Nvidia configuration tool should then be available under System Administration menu. See if that lists your desire resolutions now.

DaymItzJack
December 15th, 2010, 05:03 AM
Did you check under System > Administration > Additional Drivers/Hardware Drivers if proprietary drivers for your card are available. If yes, activate the current/recommended version. It would require a reboot. Don't reboot! Press Ctrl + Alt + F1 to switch to tty1 and restart gdm.


sudo service gdm stop


sudo service gdm start

Nvidia configuration tool should then be available under System Administration menu. See if that lists your desire resolutions now.

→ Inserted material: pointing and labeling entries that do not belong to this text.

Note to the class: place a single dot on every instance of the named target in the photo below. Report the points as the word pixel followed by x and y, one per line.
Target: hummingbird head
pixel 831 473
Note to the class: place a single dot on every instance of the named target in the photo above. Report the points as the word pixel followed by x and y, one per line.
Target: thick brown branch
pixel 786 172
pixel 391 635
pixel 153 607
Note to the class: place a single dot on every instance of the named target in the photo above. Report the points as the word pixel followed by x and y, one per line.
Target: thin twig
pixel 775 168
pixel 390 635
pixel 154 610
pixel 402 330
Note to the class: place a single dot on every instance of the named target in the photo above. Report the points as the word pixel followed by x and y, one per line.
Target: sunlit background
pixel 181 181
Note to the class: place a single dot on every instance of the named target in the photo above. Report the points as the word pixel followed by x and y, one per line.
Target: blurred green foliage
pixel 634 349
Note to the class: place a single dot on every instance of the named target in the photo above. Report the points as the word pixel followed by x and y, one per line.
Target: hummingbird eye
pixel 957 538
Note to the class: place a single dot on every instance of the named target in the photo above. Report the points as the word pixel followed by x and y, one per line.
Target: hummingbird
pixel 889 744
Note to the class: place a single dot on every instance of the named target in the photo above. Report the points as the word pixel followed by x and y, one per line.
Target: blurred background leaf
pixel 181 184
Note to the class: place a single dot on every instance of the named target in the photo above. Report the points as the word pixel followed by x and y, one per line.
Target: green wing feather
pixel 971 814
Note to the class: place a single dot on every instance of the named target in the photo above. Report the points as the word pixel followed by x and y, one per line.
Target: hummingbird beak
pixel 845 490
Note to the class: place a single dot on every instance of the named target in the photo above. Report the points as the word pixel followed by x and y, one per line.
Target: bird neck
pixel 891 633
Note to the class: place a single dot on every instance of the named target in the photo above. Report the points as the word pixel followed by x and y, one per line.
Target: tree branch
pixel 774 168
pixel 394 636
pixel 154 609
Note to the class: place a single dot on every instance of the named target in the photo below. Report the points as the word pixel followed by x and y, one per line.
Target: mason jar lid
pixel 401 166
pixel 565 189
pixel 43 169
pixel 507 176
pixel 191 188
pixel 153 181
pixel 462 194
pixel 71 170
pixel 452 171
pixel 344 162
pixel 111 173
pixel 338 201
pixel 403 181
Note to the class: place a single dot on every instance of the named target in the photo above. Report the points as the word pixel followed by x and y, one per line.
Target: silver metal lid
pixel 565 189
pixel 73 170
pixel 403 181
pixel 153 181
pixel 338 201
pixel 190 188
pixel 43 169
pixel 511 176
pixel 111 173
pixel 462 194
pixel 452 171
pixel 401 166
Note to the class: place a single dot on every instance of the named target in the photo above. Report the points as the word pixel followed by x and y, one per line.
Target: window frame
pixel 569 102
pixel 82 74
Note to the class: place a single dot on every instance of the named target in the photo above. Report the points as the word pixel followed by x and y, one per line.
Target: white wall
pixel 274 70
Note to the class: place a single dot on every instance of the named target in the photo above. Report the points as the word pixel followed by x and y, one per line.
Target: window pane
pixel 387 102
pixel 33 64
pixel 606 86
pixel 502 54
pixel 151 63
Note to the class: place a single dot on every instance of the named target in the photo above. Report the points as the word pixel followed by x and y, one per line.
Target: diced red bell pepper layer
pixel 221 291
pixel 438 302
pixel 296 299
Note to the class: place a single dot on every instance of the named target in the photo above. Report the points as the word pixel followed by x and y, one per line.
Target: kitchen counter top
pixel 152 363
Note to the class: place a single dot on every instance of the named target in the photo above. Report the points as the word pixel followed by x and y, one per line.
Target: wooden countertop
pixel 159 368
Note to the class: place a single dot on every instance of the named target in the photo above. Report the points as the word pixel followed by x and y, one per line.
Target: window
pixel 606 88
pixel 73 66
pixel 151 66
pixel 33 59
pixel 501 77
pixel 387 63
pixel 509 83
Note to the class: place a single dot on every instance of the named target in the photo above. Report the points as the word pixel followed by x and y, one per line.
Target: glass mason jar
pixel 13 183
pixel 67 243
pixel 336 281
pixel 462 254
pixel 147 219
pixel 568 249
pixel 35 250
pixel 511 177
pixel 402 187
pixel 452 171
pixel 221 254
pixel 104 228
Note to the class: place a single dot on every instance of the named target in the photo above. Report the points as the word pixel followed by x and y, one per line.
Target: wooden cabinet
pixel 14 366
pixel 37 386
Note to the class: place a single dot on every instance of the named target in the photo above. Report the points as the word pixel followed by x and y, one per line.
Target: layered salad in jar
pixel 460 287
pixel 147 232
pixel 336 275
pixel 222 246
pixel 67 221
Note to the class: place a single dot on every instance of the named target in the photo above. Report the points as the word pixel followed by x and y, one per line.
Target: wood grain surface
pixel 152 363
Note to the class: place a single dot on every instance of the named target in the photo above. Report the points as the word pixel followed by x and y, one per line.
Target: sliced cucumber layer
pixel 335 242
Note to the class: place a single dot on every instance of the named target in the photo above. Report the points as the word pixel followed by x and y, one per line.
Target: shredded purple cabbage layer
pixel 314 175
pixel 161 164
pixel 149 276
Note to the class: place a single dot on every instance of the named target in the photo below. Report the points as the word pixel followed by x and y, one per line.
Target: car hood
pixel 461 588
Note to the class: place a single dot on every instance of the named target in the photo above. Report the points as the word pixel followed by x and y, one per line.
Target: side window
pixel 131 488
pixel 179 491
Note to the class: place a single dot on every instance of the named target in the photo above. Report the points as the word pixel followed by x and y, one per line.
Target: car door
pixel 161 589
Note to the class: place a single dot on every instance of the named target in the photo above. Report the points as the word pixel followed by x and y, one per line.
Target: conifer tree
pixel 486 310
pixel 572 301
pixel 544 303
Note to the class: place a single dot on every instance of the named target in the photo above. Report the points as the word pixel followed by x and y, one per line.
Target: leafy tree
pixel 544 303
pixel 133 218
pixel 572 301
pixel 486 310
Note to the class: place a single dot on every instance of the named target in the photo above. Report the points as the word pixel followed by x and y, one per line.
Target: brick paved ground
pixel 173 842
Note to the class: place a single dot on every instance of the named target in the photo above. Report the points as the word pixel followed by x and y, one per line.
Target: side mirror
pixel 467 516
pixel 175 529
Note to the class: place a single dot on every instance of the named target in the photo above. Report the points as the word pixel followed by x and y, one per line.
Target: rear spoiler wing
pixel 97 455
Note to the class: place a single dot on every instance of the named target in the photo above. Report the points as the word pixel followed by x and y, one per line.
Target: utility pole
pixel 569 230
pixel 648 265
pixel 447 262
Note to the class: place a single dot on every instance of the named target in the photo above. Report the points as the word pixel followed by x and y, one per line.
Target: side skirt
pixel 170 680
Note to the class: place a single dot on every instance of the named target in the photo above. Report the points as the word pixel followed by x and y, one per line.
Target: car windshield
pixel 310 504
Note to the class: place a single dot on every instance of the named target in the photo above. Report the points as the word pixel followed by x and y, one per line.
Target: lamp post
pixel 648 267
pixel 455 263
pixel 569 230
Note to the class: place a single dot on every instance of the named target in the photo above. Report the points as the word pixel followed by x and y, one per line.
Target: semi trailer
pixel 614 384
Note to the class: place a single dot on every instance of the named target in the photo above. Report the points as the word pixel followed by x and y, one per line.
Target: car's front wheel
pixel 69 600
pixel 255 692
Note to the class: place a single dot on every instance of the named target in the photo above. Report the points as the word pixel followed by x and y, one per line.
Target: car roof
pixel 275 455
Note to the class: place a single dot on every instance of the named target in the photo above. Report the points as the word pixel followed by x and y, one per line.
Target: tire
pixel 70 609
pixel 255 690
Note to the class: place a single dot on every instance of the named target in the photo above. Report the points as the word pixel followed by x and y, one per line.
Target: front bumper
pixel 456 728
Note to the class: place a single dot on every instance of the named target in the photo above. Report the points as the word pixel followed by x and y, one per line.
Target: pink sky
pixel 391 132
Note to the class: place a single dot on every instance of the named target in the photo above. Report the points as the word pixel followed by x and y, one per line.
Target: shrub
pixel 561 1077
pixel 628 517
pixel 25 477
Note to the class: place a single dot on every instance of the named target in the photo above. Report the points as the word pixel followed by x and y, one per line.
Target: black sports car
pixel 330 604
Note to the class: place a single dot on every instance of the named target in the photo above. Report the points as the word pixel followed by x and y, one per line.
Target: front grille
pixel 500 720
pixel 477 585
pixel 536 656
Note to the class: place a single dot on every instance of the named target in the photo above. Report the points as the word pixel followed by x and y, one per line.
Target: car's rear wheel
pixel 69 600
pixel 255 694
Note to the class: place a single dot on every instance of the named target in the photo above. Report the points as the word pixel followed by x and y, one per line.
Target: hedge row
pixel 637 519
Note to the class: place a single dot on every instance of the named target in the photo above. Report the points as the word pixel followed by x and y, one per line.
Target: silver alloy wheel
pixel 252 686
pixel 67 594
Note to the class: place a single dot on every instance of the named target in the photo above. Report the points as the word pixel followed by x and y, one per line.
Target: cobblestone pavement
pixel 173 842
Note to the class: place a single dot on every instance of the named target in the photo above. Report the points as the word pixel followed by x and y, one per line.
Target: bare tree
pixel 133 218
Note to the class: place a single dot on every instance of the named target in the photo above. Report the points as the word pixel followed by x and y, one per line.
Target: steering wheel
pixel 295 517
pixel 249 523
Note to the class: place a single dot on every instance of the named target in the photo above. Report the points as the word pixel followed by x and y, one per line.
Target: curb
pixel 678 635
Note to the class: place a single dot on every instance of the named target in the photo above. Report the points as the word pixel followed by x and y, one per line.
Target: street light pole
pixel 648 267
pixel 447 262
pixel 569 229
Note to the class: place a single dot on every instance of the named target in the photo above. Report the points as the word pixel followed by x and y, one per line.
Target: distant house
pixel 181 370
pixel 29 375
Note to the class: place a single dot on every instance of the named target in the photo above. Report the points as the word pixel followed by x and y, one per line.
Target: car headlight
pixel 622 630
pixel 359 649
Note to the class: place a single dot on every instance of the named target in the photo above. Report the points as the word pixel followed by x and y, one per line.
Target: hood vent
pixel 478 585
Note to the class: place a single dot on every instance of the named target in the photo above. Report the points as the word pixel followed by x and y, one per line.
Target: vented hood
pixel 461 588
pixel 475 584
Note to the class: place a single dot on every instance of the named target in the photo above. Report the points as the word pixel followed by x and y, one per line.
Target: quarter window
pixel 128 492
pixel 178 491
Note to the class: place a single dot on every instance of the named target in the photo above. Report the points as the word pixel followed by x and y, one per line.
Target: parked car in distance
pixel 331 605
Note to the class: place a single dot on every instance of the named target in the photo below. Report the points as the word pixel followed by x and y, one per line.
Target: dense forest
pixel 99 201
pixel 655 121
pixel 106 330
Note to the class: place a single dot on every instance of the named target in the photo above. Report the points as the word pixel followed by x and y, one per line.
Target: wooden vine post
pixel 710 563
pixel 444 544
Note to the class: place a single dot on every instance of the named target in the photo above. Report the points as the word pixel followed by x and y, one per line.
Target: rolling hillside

I haven't tried this yet but the problem isn't that the resolution isn't there, it's that it's way too big and not correctly sized. I use 1920x1080 on Windows 7 and it looks fine (its the native resolution) but on Ubuntu is all messed up.

DaymItzJack
December 15th, 2010, 05:54 AM
While still running from the disc, I cannot get gdm to start up again after stopping it. It'll load but as soon as I hit "Try Ubuntu" it goes back to tty1 and tty7 doesn't work either.

sikander3786
December 15th, 2010, 06:54 AM
While still running from the disc, I cannot get gdm to start up again after stopping it. It'll load but as soon as I hit "Try Ubuntu" it goes back to tty1 and tty7 doesn't work either.
And that is happening after the Nvidia drivers have been installed?